Everybody is holding their breaths waiting for what the next move of the beleaguered administration party, the Liberal Party (LP) of the Philippines will be. For some mysterious reason, LP presidential bet Mar Roxas failed to submit his campaign statement of contribution and expenditures (SOCE). Not only that, the the LP itself failed to do the same by the mandatory 8th June deadline.
Under Philippine Law and the rules applied by the Commission on Elections (COMELEC) for this year’s elections, candidates cannot assume their duties in their elected posts if their respective nominating parties fail to comply with these rules by the specified deadline which is not extendable. In effect, the LP’s administrative failure has pretty much cost not only “vice president” Leni Robredo her seat at the Coconut Palace, it also disqualifies all of the the LP’s winning candidates from Congress all the way down to local government.
The COMELEC is in a bind. It cannot break the law, and back-pedalling on its own rules will set a bad precedent that has ramifications across the Philippines’ fragile “democracy”.
Most curious of all is the deafening silence in both corporate media, Malacanang, and the COMELEC that shrouds this debacle in mystery. Why, people are now asking, did the LP fail to comply to such a simple administrative requirement? And why has it so far failed to frame the nebulous messages it had sent out to the public since the 8th of June around the specific tenets of electoral law and COMELEC guidelines that are relevant in this issue?
Where there is silence from both “thought leaders” and national leadership, speculation, of course, becomes rampant.
One of the most plausible theories surrounding the failure of the LP to disclose its financials is that it may have spent billions in its failed effort to win the presidency for Mar Roxas. Robredo’s bid for the vice presidency alone cost 418 million pesos, dwarfing her statistically-tied rival Bongbong Marcos’s expenditure of just 140 million pesos.
There is also the other big issue of the electoral fraud allegations that surround Robredo’s “win”. Some observers have put forth the possibility that the LP had, by failing to meet the SOCE requirement, deliberately sabotaged Robredo’s vice presidency bid to diffuse any further attention to these cheating allegations. If, in fact, the LP did conspire to cheat both winners and “losers” in these elections of millions of legitimate votes (as many Filipinos now suspect), there is a strong likelihood that this may come to light during the administration of President-elect Rodgrigo Duterte. Marcos is making good on his threat to file an electoral protest highlighting these allegations. He is also good friends with Duterte who, in turn, had vowed to keep Robredo out of his Cabinet.

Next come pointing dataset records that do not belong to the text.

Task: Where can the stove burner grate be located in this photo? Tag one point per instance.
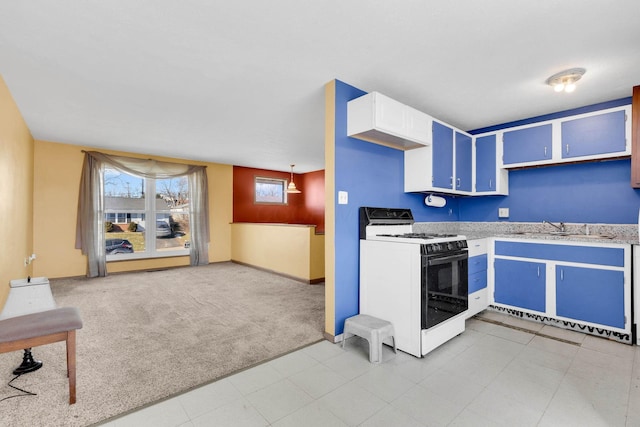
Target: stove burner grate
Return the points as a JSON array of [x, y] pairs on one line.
[[419, 235]]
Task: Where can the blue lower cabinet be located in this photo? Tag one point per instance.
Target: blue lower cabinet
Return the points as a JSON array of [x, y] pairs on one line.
[[591, 295], [477, 273], [520, 284]]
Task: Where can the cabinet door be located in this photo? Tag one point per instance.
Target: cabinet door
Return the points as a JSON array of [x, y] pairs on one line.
[[590, 294], [389, 114], [520, 284], [442, 156], [600, 134], [416, 124], [527, 145], [477, 273], [463, 162]]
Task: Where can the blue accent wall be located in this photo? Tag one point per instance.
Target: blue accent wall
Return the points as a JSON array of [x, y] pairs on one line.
[[373, 175], [598, 192]]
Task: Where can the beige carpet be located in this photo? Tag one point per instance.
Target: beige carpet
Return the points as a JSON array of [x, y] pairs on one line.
[[150, 335]]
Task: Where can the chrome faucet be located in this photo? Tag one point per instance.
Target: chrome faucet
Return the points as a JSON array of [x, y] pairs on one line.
[[557, 227]]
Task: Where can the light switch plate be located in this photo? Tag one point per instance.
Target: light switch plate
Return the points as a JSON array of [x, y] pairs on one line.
[[343, 197]]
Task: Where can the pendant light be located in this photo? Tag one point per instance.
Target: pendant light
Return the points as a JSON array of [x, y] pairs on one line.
[[292, 185]]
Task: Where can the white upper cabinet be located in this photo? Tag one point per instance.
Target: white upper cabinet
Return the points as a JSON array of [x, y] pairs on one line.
[[379, 119], [489, 177]]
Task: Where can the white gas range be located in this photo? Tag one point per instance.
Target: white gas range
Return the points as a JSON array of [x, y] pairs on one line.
[[417, 281]]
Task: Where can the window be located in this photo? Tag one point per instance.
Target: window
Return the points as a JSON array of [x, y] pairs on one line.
[[151, 216], [270, 191]]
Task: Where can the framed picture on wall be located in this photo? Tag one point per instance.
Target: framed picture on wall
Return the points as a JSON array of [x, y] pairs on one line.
[[270, 191]]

Indeed, in light of Roxas’s colossal loss at the polls, the embarrassingly enormous amount of money that was likely spent on his bid, the allegations of cheating that are likely to stick for years, and the very real possibility that Robredo will be mere expensive executive ornamentation over the next six years, the LP is unlikely to reap any tangible benefit from a Robredo vice presidency. More importantly, Robredo has been showing signs that she’s been distancing herself from the LP since her so-called “win” became apparent as the count came to a close in May. She has stopped wearing the characteristic LP yellow colours and no longer flashes the “L” hand gesture during public appearances. It is easy to see the writing on the wall in hindsight. Robredo was the VP candidate of last resort for the LP in the early months leading to the campaign, to begin with. Thus, the emerging turncoatism she is starting to exhibit is not surprising.
If the law and COMELEC rules are allowed to prevail and LP “winners” in these elections — including Robredo — are allowed to be disqualified for the LP’s non-compliance to the SOCE requirement, Bongbong Marcos will take his rightful place in government. Perhaps then, the electoral raps Marcos is currently working on that are likely to implicate COMELEC Chairman Andres Bautista along with members of the LP leadership will be dropped and the whole episode will pass into history as a mere footnote. The collateral damage — Robredo’s pride and the hopes of a handful of would-be congressmen and senators — will simply be a minor write-off in the overall bigger scheme of securing the on-going integrity of the LP banner and the Yellow brand of the Aquino-Cojuangco clan.
It does makes sense. Under such a scenario, important people will be happy. People who matter will be appeased. Certain issues will be swept under the rug.
And on the small matter of The Truth? Again, like Robredo, The Truth is really just a bargaining chip that can be played or withdrawn from the table depending on how the game should play out. That’s really all there is to it. It’s just politics.